During the period from 1999 – 2013, prosthetic joint infections (PJIs) occurred in 22.2% of the 396,472 Australians who underwent a primary total knee replacement and 17.1% of the 280,522 Australians who had a total conventional hip replacement. A severe PJI can leave a patient without a joint and on long term suppressive antimicrobials.
Traditionally PJIs are highly dependent on the use of conventional antibiotics and debridement surgery. Current treatments are considered ineffective as the prosthetic joint is covered in biofilms that are up to 1000 fold more resistant to antimicrobials than the planktonic bacteria. Typical drug delivery techniques have little effect on biofilms making it seemingly impossible to fully penetrate the biofilm matrix. Prevention of biofilm growth is the best treatment and there is a clear need to halt infections before it is severe enough to require further strenuous surgeries that cause pain and stress for the patient.

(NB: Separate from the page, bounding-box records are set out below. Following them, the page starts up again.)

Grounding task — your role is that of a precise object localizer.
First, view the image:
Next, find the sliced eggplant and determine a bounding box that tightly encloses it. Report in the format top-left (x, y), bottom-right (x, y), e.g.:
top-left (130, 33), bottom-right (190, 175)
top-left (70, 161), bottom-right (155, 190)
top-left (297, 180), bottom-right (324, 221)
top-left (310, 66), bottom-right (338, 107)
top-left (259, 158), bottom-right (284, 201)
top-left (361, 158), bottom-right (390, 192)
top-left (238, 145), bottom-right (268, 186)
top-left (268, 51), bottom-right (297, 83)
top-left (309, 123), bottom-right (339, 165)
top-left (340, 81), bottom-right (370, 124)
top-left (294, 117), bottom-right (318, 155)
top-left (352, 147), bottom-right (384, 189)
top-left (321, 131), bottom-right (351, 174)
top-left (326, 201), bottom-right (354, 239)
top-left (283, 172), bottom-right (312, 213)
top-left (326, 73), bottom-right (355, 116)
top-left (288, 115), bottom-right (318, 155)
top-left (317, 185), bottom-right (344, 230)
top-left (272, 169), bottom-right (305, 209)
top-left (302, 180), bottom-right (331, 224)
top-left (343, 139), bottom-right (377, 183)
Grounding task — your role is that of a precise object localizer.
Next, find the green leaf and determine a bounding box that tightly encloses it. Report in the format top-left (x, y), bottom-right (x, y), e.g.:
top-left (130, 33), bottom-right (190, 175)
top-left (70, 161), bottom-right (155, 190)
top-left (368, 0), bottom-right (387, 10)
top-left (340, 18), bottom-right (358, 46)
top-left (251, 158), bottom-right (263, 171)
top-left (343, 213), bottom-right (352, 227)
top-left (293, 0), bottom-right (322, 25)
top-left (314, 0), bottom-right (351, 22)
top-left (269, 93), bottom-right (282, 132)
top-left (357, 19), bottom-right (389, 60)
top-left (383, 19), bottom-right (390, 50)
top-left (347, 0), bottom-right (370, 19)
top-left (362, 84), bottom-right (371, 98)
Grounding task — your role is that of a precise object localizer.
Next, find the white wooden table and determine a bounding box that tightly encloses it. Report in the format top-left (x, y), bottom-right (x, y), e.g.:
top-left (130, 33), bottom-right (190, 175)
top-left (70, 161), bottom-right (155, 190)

The aim of this project is to optimise protocols in the growth of biofilms to develop a high through-put pathway to assess antimicrobial therapy in the efficiency of halting biofilm production. Currently the protocols for biofilm growth are centred on Pseudomonas spp. and are limited regarding Staphylococcus spp. Clinically relevant strains of Staphylococcus aureus and Staphylococcus epidermidis will be tested using the Minimum Biofilm Eradication (MBEC) assay and Biofilm Prevention Concentration (BPC) assay. These are optimised to best produce biofilms to allow for standardised testing. Quantification of potential biofilm growth will be measured by optimised Crystal Violet staining, to obtain biomass, and optimised resazurin assay, to determine cell viability within the biofilm.
It is anticipated that a standardised biofilm model for S. aureus and S. epidermidis will allow for high through-put testing of current and novel antimicrobials for efficacy against biofilms on PJIs, thus helping to identify more effective treatments.